Before the LHC’s startup in 2008, the Internet was set abuzz with worries that high-energy collisions could create globe-gobbling black holes or cosmos-wrecking strangelets. Protests were mounted, lawsuits were filed, and physicists at Europe’s CERN particle physics center had to explain in depth why the nightmare scenarios were nothing more than nightmares. Once the collider went into operation, the lawsuits were dismissed and the hand-wringing settled down.

Now the world’s largest collider is operating at near its design limits, and this week, CERN reported that lead-ion collisions in the LHC’s ALICE detectorreached energies beyond a quadrillion electron-volts – a level also known as 1 peta-electron-volt, or 1 PeV.

“This energy is that of a bumblebee hitting us on the cheek on a summer day.
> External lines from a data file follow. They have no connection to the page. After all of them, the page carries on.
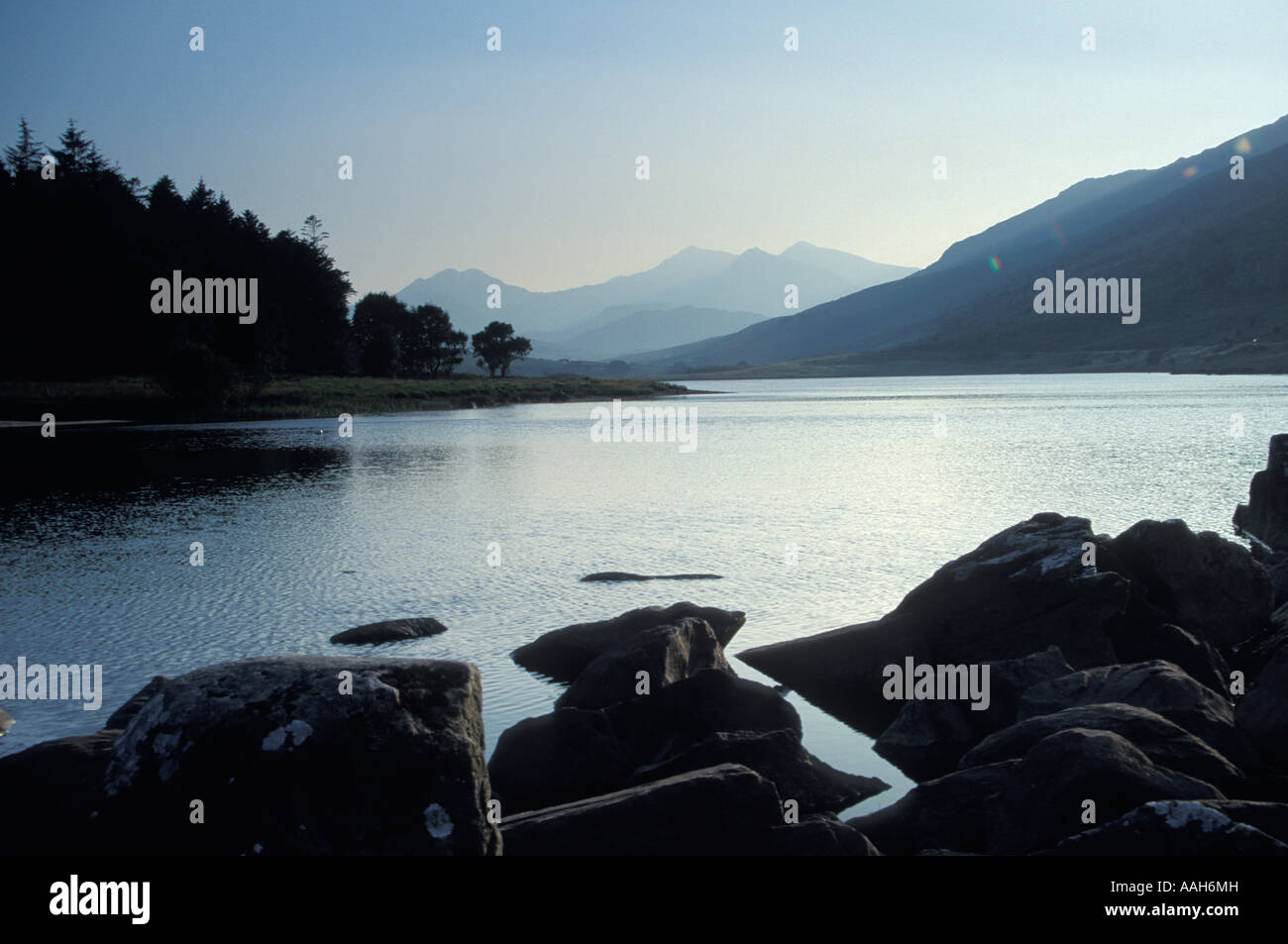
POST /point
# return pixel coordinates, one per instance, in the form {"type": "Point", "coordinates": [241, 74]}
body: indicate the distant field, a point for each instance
{"type": "Point", "coordinates": [137, 398]}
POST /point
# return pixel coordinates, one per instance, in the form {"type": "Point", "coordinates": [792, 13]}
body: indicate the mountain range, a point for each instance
{"type": "Point", "coordinates": [1207, 243]}
{"type": "Point", "coordinates": [690, 296]}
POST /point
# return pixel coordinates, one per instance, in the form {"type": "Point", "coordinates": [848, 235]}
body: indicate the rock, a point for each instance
{"type": "Point", "coordinates": [1157, 685]}
{"type": "Point", "coordinates": [1270, 818]}
{"type": "Point", "coordinates": [1201, 661]}
{"type": "Point", "coordinates": [819, 835]}
{"type": "Point", "coordinates": [121, 716]}
{"type": "Point", "coordinates": [572, 754]}
{"type": "Point", "coordinates": [1278, 571]}
{"type": "Point", "coordinates": [1019, 592]}
{"type": "Point", "coordinates": [1263, 711]}
{"type": "Point", "coordinates": [778, 756]}
{"type": "Point", "coordinates": [563, 655]}
{"type": "Point", "coordinates": [927, 738]}
{"type": "Point", "coordinates": [1043, 798]}
{"type": "Point", "coordinates": [948, 813]}
{"type": "Point", "coordinates": [50, 793]}
{"type": "Point", "coordinates": [1265, 517]}
{"type": "Point", "coordinates": [284, 763]}
{"type": "Point", "coordinates": [618, 576]}
{"type": "Point", "coordinates": [721, 810]}
{"type": "Point", "coordinates": [1210, 586]}
{"type": "Point", "coordinates": [668, 653]}
{"type": "Point", "coordinates": [1163, 742]}
{"type": "Point", "coordinates": [390, 631]}
{"type": "Point", "coordinates": [1172, 827]}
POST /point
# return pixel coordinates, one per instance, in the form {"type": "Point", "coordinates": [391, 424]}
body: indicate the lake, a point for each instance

But the energy is concentrated in a volume that is approximately 10 -27 (a billion-billion-billion) times smaller,” Jens Jørgen Gaardhøje, professor at the Niels Bohr Institute at the University of Copenhagen and head of the Danish research group within the ALICE experiment, said in a news release.

At first blush, a quadrillion electron-volts sounds like a huge ramp-up from 13 trillion to 14 trillion electron-volts, or 13 to 14 TeV, the traditionally quoted figures for the high end of the LHC’s collision energy. That’s what set off the doomsayers. In the weeks leading up to the ALICE collisions, there was a drumbeat of postings claiming that “CERN LIED” and warning that 1-PeV smashups would have catastrophic consequences.